Proof of Identity: $\phi(P+Q)=\int_{\partial D}\phi \nabla \phi \cdot \n \ds$

[Tony11235]

Prove the identity $$\int_{\partial D}\phi \nabla \phi \cdot \n \ds = \int \int_{D} (\phi \nabla^2 \phi + \nabla \phi \cdot \nabla \phi) \dA$$
Can I just let $$\phi$$ be equal to P + Q, substitute into the left side, and try to derive the right side? This is a weird looking identity by the way.

 

[elhinnaw]

Its actually quite easy, without any vector calculus needed.
(f*gx)x= fx*gx + f*gxx

if you sum these up for y and z derivatives, you will get

Div[f*del(g)] = del(f) dot del(g) + f*del^2(g)

integrate both sides and use divergence theorem.
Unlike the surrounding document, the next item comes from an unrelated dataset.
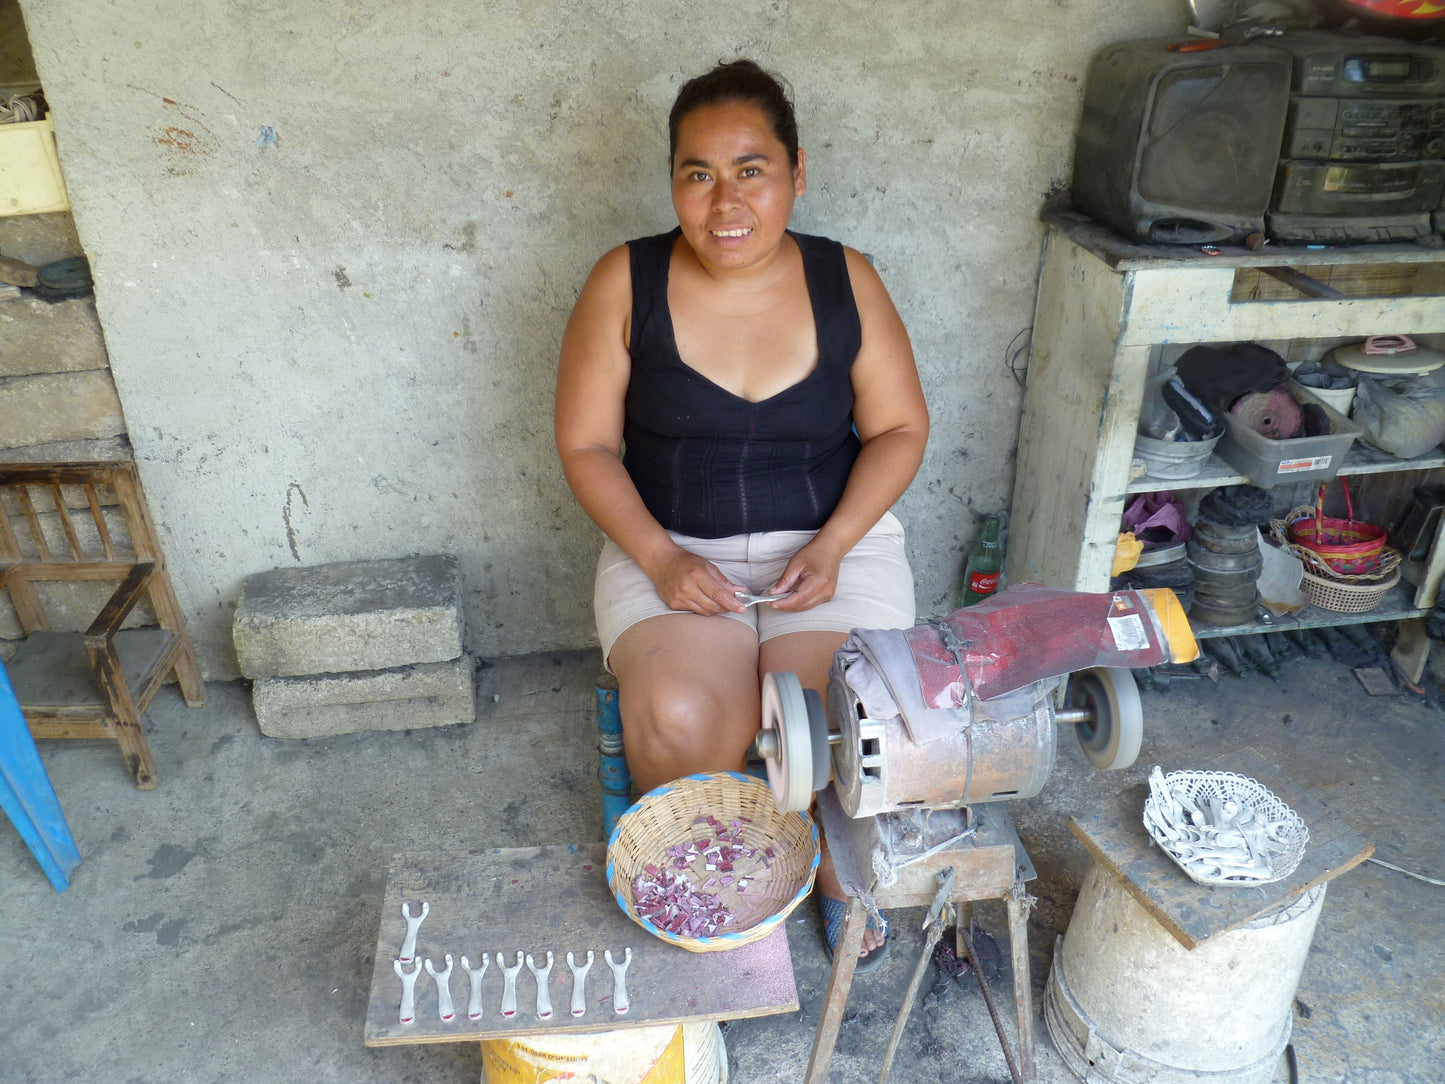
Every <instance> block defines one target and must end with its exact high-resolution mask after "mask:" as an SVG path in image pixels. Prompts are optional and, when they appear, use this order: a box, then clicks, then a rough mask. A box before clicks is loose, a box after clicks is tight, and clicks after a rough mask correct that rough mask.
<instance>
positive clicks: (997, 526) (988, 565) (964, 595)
mask: <svg viewBox="0 0 1445 1084" xmlns="http://www.w3.org/2000/svg"><path fill="white" fill-rule="evenodd" d="M1001 568H1003V546H1000V545H998V516H984V533H983V538H980V539H978V545H975V546H974V552H971V554H970V555H968V564H965V565H964V585H962V588H961V590H959V593H958V604H959V606H972V604H974V603H981V601H983V600H984V598H987V597H988V595H991V594H993V593H994V591H997V590H998V571H1000V569H1001Z"/></svg>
I apologize for having to write div for divergence, dot for dot product and del for the del operator, but i don't know how to do those fancy fonts.

 

[Tony11235]

So basically let F be equal to $$\phi \nabla \phi$$, then $$\nabla \cdot F$$ is equal to $$(\phi \nabla^2 \phi + \nabla \phi \cdot \nabla \phi)$$. What do you know it's the divergence theorem!